Justement, parlons du soft power. La communication autour de cette CAN laisse perplexe. La cérémonie de tirage au sort a donné l’impression d’un événement monté à la hâte et lors duquel le Maroc a été honoré et non pas l’Afrique. Pourtant, notre diplomatie et notre communication ont tout fait ces dernières années pour démontrer que le royaume était pleinement africain. Cette CAN était l’occasion de renforcer ce message, mais force est de constater que l’esprit continental de la compétition semble déjà biaisé.

“Cette CAN 2025 risque de se transformer en une compétition centrée sur Rabat au détriment du reste du pays”

Yassine Majdi

La cérémonie d’ouverture est encore loin. L’heure est à la préparation pour faire de cette CAN une expérience mémorable pour les visiteurs venus du continent (ainsi que leur diaspora européenne). Il s’agira notamment de recruter les bénévoles (qui font le sel et l’expérience d’une compétition) tout en leur offrant les meilleures motivations possibles pour faire ce travail difficile, mais essentiel, pour l’organisation de cette grand-messe du football. Il s’agira aussi d’améliorer la signalétique (dans toutes les langues officielles du continent) pour justement ne pas faire de cette compétition une affaire folklorique.

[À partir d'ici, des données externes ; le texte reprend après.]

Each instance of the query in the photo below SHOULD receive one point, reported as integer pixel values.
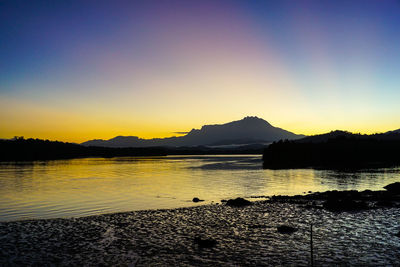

Mais les faits sont là. Cette CAN 2025, qui devait être la vitrine d’un Maroc moderne et inclusif, risque de se transformer en une compétition centrée sur Rabat, au détriment du reste du pays. Une compétition où la générosité envers les autres équipes pourrait se retourner contre nous. Une compétition où les dépenses semblent disproportionnées par rapport aux enjeux réels. En somme, une CAN qui pose plus de questions qu’elle n’apporte de réponses.